Latest revision as of 23:57, 17 January 2024

Problem

In a middle-school mentoring program, a number of the sixth graders are paired with a ninth-grade student as a buddy. No ninth grader is assigned more than one sixth-grade buddy. If $\frac{1}{3}$ of all the ninth graders are paired with $\frac{2}{5}$ of all the sixth graders, what fraction of the total number of sixth and ninth graders have a buddy?

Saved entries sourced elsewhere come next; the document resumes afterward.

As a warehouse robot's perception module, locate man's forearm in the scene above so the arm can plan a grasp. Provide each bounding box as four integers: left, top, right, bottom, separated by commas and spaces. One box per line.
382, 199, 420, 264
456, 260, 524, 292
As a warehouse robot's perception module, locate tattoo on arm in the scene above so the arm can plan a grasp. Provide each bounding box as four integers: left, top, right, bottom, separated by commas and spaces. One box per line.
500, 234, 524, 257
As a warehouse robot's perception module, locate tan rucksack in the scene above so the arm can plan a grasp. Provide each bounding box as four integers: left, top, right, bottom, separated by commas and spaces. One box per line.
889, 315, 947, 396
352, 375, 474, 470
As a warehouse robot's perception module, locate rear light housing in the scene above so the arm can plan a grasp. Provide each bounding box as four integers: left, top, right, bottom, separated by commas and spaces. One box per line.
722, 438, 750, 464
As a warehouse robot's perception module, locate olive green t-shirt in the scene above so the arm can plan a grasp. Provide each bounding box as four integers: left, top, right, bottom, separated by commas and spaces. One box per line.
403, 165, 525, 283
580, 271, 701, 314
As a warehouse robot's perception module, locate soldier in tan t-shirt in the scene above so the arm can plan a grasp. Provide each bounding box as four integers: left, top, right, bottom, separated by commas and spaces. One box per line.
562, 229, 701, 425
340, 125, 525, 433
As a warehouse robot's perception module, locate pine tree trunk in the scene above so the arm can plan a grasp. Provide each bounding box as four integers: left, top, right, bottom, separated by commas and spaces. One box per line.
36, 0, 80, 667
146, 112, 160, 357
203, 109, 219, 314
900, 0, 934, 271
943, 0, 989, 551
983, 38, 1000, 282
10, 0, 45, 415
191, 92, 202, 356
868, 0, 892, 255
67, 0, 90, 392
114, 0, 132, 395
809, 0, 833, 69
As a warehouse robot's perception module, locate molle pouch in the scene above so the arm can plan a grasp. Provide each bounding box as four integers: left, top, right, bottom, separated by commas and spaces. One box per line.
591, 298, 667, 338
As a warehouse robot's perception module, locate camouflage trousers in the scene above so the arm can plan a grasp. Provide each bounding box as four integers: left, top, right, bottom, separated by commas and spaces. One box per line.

$\textbf{(A) } \frac{2}{15} \qquad\textbf{(B) } \frac{4}{11} \qquad\textbf{(C) } \frac{11}{30} \qquad\textbf{(D) } \frac{3}{8} \qquad\textbf{(E) } \frac{11}{15}$


Solution 1

Let the number of sixth graders be $s$, and the number of ninth graders be $n$. Thus, $\frac{n}{3}=\frac{2s}{5}$, which simplifies to $n=\frac{6s}{5}$. Since we are trying to find the value of $\frac{\frac{n}{3}+\frac{2s}{5}}{n+s}$, we can just substitute $\frac{6s}{5}$ for $n$ into the equation. We then get a value of $\frac{\frac{\frac{6s}{5}}{3}+\frac{2s}{5}}{\frac{6s}{5}+s} = \frac{\frac{6s+6s}{15}}{\frac{11s}{5}} = \frac{\frac{4s}{5}}{\frac{11s}{5}} = \boxed{\textbf{(B)}~\frac{4}{11}}$.

Solution 2 (Easy)

We see that the minimum number of ninth graders is $6$, because if there are $3$ then there is $1$ ninth-grader with a buddy, which would mean there are $2.5$ sixth graders, which is impossible (of course unless you really do have half of a person). With $6$ ninth-graders, $2$ of them are in the buddy program, so there $\frac{2}{\tfrac{2}{5}}=5$ sixth-graders total, two of whom have a buddy. Thus, the desired fraction is $\frac{2+2}{5+6}=\boxed{\textbf{(B) }\frac{4}{11}}$.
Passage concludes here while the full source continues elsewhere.